I’ve made dozens of ‘picture post-card‘ colour images like every other tourist/visitor, so when I had an ‘hour to kill‘ before an appointment last week, I spent some time trying to think of how I really see it. There are so many stairs and not easy to walk up and down with heavy camera gear and shopping as I had last week and in the end, I just sat on the bottom of the eastern steps in the shade while eating my lunch and photographed the stairs beside me.
In one of the new sunken forecourts which lead to the visitor centre, the solemn stone structure and stark architecture is broken with a highly creative new ‘sculpture’ of red shade cloth and with my limited lenses, quite impossible to photograph, so I decided to just make an image of some of the flowing lines that greet you as you enter through an archway. While you can’t see the shapes in the image below, I thought they looked like the petals of a red poppy and wondered if that was the intention of the designer, (as we wear red poppies on Remembrance Day in Australia).
And some more images from my archives…
Personally, I think the building looks more majestic in the winter, especially with storm clouds in the background. The image above and below were shot in September 2010 with my little point and shoot Canon Powershot A3000 IS. This tiny camera may be small, but the image below is still my favourite image of the building.

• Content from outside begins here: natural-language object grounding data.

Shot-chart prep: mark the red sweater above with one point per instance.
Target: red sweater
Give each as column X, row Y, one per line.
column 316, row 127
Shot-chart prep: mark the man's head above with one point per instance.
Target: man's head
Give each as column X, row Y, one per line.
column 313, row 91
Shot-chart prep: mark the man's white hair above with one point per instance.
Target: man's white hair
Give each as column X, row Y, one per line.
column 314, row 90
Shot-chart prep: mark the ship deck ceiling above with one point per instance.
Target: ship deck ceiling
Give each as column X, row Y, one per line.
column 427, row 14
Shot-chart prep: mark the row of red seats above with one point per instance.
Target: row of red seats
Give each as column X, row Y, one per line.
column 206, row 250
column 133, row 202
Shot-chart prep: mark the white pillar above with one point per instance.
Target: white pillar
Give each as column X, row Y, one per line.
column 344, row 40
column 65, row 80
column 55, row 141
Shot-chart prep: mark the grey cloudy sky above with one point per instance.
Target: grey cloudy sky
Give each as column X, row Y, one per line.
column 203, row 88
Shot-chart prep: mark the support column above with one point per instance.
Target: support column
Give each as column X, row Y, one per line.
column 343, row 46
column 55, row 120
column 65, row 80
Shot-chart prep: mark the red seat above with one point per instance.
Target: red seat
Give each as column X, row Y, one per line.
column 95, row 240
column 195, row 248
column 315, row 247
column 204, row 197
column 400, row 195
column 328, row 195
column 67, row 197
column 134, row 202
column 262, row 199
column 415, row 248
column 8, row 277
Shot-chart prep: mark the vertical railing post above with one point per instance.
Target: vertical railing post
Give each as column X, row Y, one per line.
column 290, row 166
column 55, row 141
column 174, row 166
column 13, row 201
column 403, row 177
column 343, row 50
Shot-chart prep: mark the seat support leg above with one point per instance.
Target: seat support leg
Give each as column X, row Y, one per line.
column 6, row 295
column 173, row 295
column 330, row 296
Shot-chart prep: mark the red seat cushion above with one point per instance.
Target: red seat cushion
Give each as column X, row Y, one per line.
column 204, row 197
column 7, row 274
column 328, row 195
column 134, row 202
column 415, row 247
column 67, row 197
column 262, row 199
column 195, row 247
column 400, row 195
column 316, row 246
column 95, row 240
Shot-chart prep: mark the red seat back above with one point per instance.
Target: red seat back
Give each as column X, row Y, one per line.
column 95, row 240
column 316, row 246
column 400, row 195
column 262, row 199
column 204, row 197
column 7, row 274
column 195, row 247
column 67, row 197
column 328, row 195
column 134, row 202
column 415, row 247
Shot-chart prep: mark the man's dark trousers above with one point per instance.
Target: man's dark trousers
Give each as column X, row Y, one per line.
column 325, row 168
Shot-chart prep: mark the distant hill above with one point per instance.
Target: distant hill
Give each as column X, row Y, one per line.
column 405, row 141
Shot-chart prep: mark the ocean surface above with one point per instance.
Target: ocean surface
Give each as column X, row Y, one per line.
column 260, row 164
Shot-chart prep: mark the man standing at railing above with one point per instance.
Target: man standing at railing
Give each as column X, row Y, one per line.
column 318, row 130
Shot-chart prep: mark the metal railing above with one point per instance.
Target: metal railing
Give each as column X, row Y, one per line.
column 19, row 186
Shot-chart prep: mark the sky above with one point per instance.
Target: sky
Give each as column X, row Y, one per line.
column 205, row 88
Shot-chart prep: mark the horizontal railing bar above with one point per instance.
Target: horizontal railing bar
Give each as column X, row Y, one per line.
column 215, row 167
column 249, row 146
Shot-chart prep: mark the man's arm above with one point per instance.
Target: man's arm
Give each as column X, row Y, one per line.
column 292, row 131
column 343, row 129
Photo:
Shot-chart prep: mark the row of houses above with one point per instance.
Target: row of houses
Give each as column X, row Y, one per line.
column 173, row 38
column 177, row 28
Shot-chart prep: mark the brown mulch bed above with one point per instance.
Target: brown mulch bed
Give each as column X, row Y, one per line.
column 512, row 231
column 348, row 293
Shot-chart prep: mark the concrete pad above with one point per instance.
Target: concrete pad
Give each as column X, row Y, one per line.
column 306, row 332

I travelled via bus and train to one of the outer eastern suburbs of Melbourne yesterday – to the town where I was born (literally) and lived for the first 10 years of my life. My…… how it has changed. The murky ‘dam’ 10 minutes walk from the railway station, set among rustic bushland and gum trees, is now a beautiful (but natural) landscaped lake from which walking trails extend.
More of that journey on my other blog vickialfordnatureblog.wordpress.com (when I find time to review and/or edit my photos and upload them). Probably next week or when the next series of cold, rainy days come across the horizon.
Melbourne has put on her very best show of gorgeous blue sky and pleasant Autumn weather this week (and next weekend) so I’m not going to waste it blogging, or reading other blogs this morning. I did like one of the images I made when I got off the train and walked to the bus stop (on the homeward journey). It’s in colour because that’s the way I ‘saw’ it and liked it. No doubt it would take some fiddling with the contrast and exposure to convert it to B & W. It was an old shop (and upstairs accommodation?) across the road from the rail station entrance. The first photo is the one that I particularly liked, but I thought I would share the whole building as well. I only wish the focus had been sharper, but fatigue had set in and I couldn’t be bothered unfolding the tripod or taking too long to aim, as I wanted to get home and relax after the journey.
It was overcast, very dark and with the threat of heavy rain, I took 6-7 quick photos before my 12.30 free Meditation Session in The Atrium at Federation Square in Melbourne’s CBD today.
I can’t profess to be an experienced architectural photographer, but each time I see the ornate towers and clock face of the Old Forum Theatre, I’m astonished at how well it blends in with Melbourne’s wide variety of architectural details. So while a little dull for Black & White images due to the weather, I liked these 4 images enough to share them with you. When I started this new blog, I wasn’t going to do any writing, just share photos, but I feel the ‘dullness’ and flat exposure needed a little explanation. For those new to my blog, I must add that I dislike photo editing, so try hard to take a reasonably exposed shot ‘in camera’ these days. I daresay an experienced photo editor would have improved these somewhat. (I was also going to only post once a week, or less, but there you go, a few posts to start this new blog in quick succession gives you more than a glance at the city I love to call home).
A few weeks ago, I overhead a British tourist express astonishment at the remarkable array of architectural styles in Melbourne’s main shopping precinct and central business district (CBD). This tourist was right. I zoomed out as far as I could with my 18-200mm ‘walk about’ lens and tried to capture a line of the some of the styles.
The 5th image, (below), was shot just over a year ago, late one afternoon as the sun dropped below the skyline and only lit up one tower of the theatre. At least there was a cloud in the sky and one shaft of bright light to add some interest to this composition.